たしかにてっぽうのたまをくらっても、いっしゅんにさいせいがかかりますし、それいぜんに、このじだいのてっぽうなら、あたくしでなくともよけることはできるのです…千人そつでなくとも…。

(普通の人間にゃ無理だけどな。ほら、ジョスリンがベラ子に駄洒落菌弾撃ってた時あるだろ、あれも余裕で避けてたんだよね、本当なら)

(変なもん吸わせやがったカエル女が悪いのです、あれは)

(ふふん、新開発の対・幹部痴女種用試験弾の配給を受けておったのが幸いしましたね)

で。

よめとべらこへいか、それにあたくしやじょすりんでないと見れないとおもいますが…そのたてものの中に、ひとの目にはみえなくなる服をきたへいたいさんがおくりこまれるのとどうじに、そのたてものにむけて火のせんがなんぱつかはなたれました。

(ドレイン弾の火箭と弾道軌跡ですよ…外壁を貫通せずに対象を無力化できますから)

これも、こちらにきこえてくるような大きな音がしないので、あたくしたちいがいには「とくべつなたまをてっぽうでうった」ことにきづいたひとはいません…ね。

ええ、べらこへいかやまるはちゃんがまどぅら島やすまとら須磨虎島でおどろいていましたけど、連邦せかいのふらんすのへいたいさんのそうびを痴女しゅになってつかうと、どれほどおそろしいことがおきるかという、いいみほんでしょう。

ふつうのみなさんたちには、みなさんのこえに応えるおうさまとおうひさまをごえいするあたくしたち以外のへいたいさん、みえていないわけですから。

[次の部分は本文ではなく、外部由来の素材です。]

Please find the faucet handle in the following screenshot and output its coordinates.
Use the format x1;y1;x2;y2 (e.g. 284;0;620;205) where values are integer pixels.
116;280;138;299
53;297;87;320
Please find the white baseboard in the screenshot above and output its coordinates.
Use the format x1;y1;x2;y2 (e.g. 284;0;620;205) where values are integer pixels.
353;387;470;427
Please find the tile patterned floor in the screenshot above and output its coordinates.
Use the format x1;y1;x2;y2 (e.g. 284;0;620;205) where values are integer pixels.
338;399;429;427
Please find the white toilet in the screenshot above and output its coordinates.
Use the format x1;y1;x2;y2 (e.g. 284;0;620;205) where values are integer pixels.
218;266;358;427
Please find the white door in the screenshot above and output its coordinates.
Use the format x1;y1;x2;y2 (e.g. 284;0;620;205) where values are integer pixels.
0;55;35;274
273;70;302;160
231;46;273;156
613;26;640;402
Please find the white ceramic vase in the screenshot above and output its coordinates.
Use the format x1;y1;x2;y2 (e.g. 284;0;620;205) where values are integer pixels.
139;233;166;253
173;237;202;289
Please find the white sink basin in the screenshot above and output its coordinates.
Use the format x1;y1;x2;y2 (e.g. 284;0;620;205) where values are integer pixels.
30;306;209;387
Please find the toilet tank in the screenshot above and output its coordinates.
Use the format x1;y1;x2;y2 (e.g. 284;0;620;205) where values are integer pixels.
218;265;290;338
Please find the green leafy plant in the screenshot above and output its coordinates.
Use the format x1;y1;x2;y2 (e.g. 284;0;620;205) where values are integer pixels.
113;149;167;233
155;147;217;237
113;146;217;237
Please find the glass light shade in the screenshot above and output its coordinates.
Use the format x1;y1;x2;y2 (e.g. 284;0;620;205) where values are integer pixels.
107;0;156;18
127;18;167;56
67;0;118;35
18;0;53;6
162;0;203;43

で、うらどおりでは、へいたいさんたちが賊をつかまえて、たてものの外へはこびだしてしまいます。

(VABを1台回しておきました。周辺に配置されていた狙撃後の逃亡補助役と馬も確保済みです)

(よし、そいつらも寺院前に連行できるか。馬は…)

(閣下、馬の誘導はあたしがやりますよ。マツカゼの進路に引っ張って来さえすれば、あとは勝手に従ってこっちについてきてくれますから)

それはそれとして、おうひさま。

つらそうなかおをしておられます。

いしだたみのうえをあるくあしがよごれているだけでは、ありませんね。

そう…あるきなれないうえに、このじだいのえらいおんなのひとようのくつです。

「マリアリーゼ陛下。ちと、よろしいですかな…妻の足が辛そうなのですが」

「ん…あー、靴ずれだな…といっても陛下、あたしもコクオウのくつわを取る必要があるからね…ちょっと待ってよ、うん、陛下、王妃天下を抱っこしてあげてよ」

え。

なんと、うだつのあがらないこぶとりの王さまであるはずのルイ16せいへいか、よめの言うとおりにおうひさまをだきあげてあるきだされたではありませんか。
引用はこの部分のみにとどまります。